How to Develop a Growth Strategy
Finance: Include key performance indicator (KPI) reviews, capital strategy (may include fundraise planning) and other finer points of running a business to create a solid foundation for your future.
Product: Do research to identify market needs. Then build a product and iterate on your product roadmap to drive your business forward.
GTM: Create detailed plans for how you’ll build out an effective single GTM funnel strategy, from demand generation to customer success, and a sales organization to generate predictable, scalable revenue.
Brand: Develop a unique point of view and consistently deliver it to your target audience.
The best business growth strategies balance your long-term vision with a near-term focus on execution.

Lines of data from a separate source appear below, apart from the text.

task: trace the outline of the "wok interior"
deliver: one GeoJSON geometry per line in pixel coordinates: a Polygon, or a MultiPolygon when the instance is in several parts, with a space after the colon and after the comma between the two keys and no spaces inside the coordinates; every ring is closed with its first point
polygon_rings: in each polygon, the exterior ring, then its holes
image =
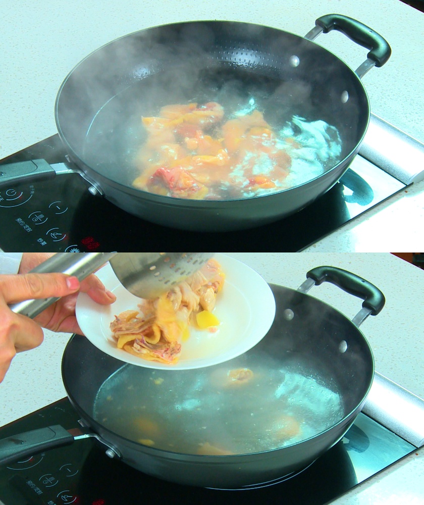
{"type": "Polygon", "coordinates": [[[230,22],[157,27],[100,48],[64,83],[57,122],[83,166],[130,187],[145,140],[142,116],[170,104],[210,101],[231,114],[252,98],[276,127],[294,115],[335,126],[341,159],[367,124],[359,79],[331,53],[292,34],[230,22]]]}
{"type": "Polygon", "coordinates": [[[267,335],[243,356],[207,369],[155,374],[123,367],[74,337],[63,364],[71,401],[95,429],[188,453],[199,447],[200,453],[210,454],[217,448],[223,451],[218,453],[243,453],[285,447],[340,424],[370,386],[369,346],[332,308],[293,290],[272,288],[277,312],[267,335]],[[244,369],[256,374],[255,381],[228,383],[228,370],[244,369]]]}

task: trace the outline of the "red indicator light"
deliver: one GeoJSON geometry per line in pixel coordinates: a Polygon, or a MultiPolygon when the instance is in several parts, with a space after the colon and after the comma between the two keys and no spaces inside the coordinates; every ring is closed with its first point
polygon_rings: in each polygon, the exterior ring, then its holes
{"type": "Polygon", "coordinates": [[[85,237],[81,241],[81,243],[83,245],[85,245],[89,251],[95,250],[100,247],[99,242],[93,237],[85,237]]]}

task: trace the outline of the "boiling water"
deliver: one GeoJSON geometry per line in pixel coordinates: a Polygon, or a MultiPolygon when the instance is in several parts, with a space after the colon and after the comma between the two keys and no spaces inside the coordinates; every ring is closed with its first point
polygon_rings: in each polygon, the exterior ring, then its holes
{"type": "Polygon", "coordinates": [[[342,419],[335,387],[293,368],[252,362],[178,372],[124,366],[100,388],[94,418],[131,440],[190,454],[284,447],[342,419]]]}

Writing a Business Growth Plan
To write a plan for your business growth, start with your long-term, high-level goals and then break them down into increasingly specific tasks that will help you achieve them:
- Vision: your company’s big-picture mission
- Strategic objectives: the broad goals that will enable you to fulfill your vision
- Annual objectives: the milestones you must reach to achieve those goals
- Action items: the tasks you’ll complete to reach those milestones
- Measurement: the benchmarks that determine if you’re on the right track
This approach ensures your entire company is operating with purpose and efficiency, and that’s what business growth is all about.
Over the last several years in the tech sector, the concept of constraints has been lost on a lot of people. But operating with constraints is the healthiest way to build a profitable, sustainable company. You’ll truly understand the engine that drives your company, and you’ll approach growth with more direction and purpose.